BTW, some people are still defending Marbury and Crawford? Randolph?
Well there are people who think that with those 3 we were one great player away from a championship. What a bunch of idiots...

Lopez actually moves very well for a 7 footer and would of gave us the post presence we needed.

You make a good point on Gallo.
 

GetRealistic

Starter
I feel that D'Antoni does not have the talent to be assessed as a coach yet.

Knicks have one of the worst rosters in the NBA.

100% correct. There is no coach in the NBA and that includes guys who have never been head coaches in this league (Ewing and Jackson) who could turn this team into anything special. They simply aren't good enough.
 

MSGKnickz33

The Gold Mac
I feel that D'Antoni does not have the talent to be assessed as a coach yet.

Knicks have one of the worst rosters in the NBA.

100% correct. There is no coach in the NBA and that includes guys who have never been head coaches in this league (Ewing and Jackson) who could turn this team into anything special. They simply aren't good enough.

2 of the few posts that are actually on topic in this thread...and i definitely respect that opinion. In my mind, i keep comparing the team from 2 years ago to this year...which team is more talented?

We got young players who are better now, like Lee and Nate...and Wilson Chandler, who was drafted after that year. We swapped Crawford for al harrington, both players really arent that good in my opinion but i would take Harrington over crawford.

The biggest difference is that we dont have Stephon Marbury anymore, instead we have Chris Duhon. And also, Eddy Curry rarely played this year...which i look at as a good thing. He plays ZERO defense, he clogs the paint, and hes turnover prone.

So which team is better?

Does the loss of Marbury = the improvement of Nate R, D Lee, the addition of Wilson chandler, trading crawford for Al Harrington, and Eddy curry not playing?
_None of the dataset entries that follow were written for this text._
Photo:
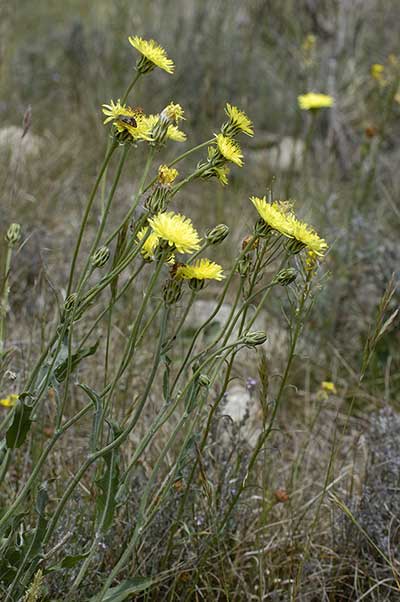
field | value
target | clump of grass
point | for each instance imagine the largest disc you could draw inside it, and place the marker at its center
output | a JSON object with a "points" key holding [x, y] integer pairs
{"points": [[155, 412]]}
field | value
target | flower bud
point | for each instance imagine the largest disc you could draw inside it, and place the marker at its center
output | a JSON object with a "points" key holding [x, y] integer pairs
{"points": [[13, 234], [262, 229], [257, 337], [196, 284], [216, 235], [172, 291], [100, 257], [285, 276], [244, 266], [204, 381], [157, 199], [70, 302]]}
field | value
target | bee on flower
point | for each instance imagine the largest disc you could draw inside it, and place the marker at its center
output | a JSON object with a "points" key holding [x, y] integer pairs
{"points": [[152, 55], [200, 271], [129, 123]]}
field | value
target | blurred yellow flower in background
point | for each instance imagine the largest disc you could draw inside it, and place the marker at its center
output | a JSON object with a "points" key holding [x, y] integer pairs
{"points": [[314, 100]]}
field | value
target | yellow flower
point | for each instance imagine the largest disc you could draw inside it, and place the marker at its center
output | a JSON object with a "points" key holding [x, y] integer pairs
{"points": [[202, 269], [9, 401], [329, 387], [274, 214], [229, 149], [133, 121], [172, 133], [238, 122], [177, 230], [166, 175], [377, 72], [313, 100], [153, 55], [222, 174], [173, 112], [305, 235]]}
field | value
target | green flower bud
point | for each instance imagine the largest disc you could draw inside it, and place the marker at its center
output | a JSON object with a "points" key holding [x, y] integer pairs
{"points": [[13, 234], [100, 257], [244, 266], [285, 276], [70, 302], [157, 199], [204, 381], [257, 337], [172, 291], [216, 235]]}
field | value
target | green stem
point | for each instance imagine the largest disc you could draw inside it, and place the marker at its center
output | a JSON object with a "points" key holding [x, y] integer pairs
{"points": [[86, 215]]}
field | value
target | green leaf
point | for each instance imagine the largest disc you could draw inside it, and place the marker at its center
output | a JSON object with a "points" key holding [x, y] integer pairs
{"points": [[97, 418], [60, 371], [20, 426], [125, 589], [68, 562], [108, 487]]}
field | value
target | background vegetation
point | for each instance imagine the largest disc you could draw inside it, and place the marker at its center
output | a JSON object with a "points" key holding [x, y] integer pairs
{"points": [[322, 524]]}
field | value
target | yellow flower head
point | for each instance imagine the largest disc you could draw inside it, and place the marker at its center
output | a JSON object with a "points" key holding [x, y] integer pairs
{"points": [[238, 122], [9, 401], [313, 100], [274, 214], [202, 269], [126, 120], [222, 174], [173, 112], [306, 235], [229, 149], [377, 72], [329, 387], [153, 55], [177, 230], [166, 175], [150, 123]]}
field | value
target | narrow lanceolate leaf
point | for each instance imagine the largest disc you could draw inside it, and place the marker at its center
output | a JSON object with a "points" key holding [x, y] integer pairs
{"points": [[61, 369], [20, 426], [108, 487], [97, 417], [125, 589]]}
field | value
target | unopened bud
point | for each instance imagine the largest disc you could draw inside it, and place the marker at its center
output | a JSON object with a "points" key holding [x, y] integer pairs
{"points": [[244, 266], [172, 291], [216, 235], [13, 234], [204, 381], [262, 229], [257, 337], [285, 276], [100, 257], [157, 199], [195, 284], [70, 302]]}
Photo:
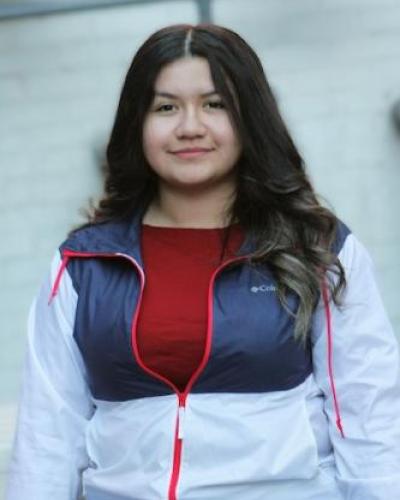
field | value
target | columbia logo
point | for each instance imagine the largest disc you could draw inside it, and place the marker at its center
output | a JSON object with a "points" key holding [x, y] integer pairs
{"points": [[263, 288]]}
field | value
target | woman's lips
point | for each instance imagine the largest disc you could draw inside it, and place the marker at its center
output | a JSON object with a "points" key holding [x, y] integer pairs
{"points": [[191, 153]]}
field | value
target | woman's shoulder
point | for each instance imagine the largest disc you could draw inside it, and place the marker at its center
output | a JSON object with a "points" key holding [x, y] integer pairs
{"points": [[114, 235]]}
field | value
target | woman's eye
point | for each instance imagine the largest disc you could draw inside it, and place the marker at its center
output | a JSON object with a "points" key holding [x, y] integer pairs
{"points": [[215, 104], [165, 107]]}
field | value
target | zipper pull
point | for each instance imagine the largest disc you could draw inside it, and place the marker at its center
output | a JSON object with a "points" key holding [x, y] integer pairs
{"points": [[181, 422]]}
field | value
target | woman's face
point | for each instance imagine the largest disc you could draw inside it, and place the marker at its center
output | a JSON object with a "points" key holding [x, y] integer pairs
{"points": [[188, 137]]}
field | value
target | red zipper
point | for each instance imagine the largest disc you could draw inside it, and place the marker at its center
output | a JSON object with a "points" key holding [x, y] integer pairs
{"points": [[180, 419], [182, 396]]}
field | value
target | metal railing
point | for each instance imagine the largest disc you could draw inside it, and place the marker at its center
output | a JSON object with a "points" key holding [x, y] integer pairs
{"points": [[18, 10]]}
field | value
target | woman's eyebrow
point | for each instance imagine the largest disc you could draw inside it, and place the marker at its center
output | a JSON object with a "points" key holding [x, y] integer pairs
{"points": [[173, 96]]}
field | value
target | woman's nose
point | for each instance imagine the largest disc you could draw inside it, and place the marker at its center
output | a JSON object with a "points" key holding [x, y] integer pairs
{"points": [[190, 124]]}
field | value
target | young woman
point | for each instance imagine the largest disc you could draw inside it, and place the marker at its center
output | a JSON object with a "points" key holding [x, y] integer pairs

Now that i think about it, this indirectly proves the value that Marbury had to our team that year...with such crappy teammates, he carried that team to 33 wins and possibly a playoff birth had he not been injured in early April of that year. This is also more proof of how much better Marbury is then Duhon.
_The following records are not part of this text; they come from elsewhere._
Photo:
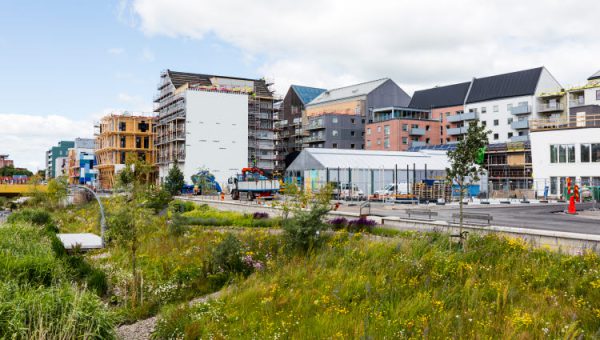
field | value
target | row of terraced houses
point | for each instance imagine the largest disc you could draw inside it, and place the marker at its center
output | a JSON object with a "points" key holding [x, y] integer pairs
{"points": [[539, 130]]}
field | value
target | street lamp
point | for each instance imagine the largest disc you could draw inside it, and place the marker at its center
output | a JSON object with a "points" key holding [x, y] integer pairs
{"points": [[102, 217]]}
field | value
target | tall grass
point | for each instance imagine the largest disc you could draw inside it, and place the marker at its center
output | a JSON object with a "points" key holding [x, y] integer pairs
{"points": [[40, 296], [416, 286]]}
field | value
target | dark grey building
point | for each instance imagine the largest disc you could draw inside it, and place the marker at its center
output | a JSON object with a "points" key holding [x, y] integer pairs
{"points": [[336, 118]]}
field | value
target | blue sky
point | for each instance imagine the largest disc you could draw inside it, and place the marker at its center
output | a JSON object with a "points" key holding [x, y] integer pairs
{"points": [[65, 63], [82, 60]]}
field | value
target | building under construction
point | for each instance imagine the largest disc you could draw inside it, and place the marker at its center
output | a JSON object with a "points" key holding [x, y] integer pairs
{"points": [[215, 123], [118, 137]]}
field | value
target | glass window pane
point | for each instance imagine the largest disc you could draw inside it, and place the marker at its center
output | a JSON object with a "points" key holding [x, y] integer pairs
{"points": [[585, 153], [571, 153], [553, 153], [562, 153], [595, 152]]}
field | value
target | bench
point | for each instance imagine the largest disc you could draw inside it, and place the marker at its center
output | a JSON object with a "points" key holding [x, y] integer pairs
{"points": [[421, 212], [473, 216]]}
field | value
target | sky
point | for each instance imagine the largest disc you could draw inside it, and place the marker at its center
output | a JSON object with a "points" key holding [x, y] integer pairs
{"points": [[65, 63]]}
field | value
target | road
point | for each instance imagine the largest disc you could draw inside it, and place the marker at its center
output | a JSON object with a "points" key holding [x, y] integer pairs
{"points": [[530, 216]]}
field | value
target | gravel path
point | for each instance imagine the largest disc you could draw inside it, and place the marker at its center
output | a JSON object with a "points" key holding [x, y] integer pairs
{"points": [[142, 330]]}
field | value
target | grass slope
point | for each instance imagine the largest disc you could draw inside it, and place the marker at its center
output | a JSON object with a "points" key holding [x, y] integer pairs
{"points": [[410, 287]]}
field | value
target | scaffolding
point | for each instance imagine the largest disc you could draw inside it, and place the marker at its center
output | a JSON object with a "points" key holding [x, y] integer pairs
{"points": [[117, 137]]}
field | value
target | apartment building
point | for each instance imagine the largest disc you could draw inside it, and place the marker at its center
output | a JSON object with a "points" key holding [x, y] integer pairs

And yes, i know...were building for the future, but its not like duhorn is part of the future and Marbury expires after this season...
 

Arod2k9

Benchwarmer
MetroCard,

Lopez fits perfect for what the Nets want to do. Thorne knows what he is doing! As well as Walsh, this guy has put us in a position to at least have an opportunity to get a Joe Johnson, Chris Bosh, DWade, and others.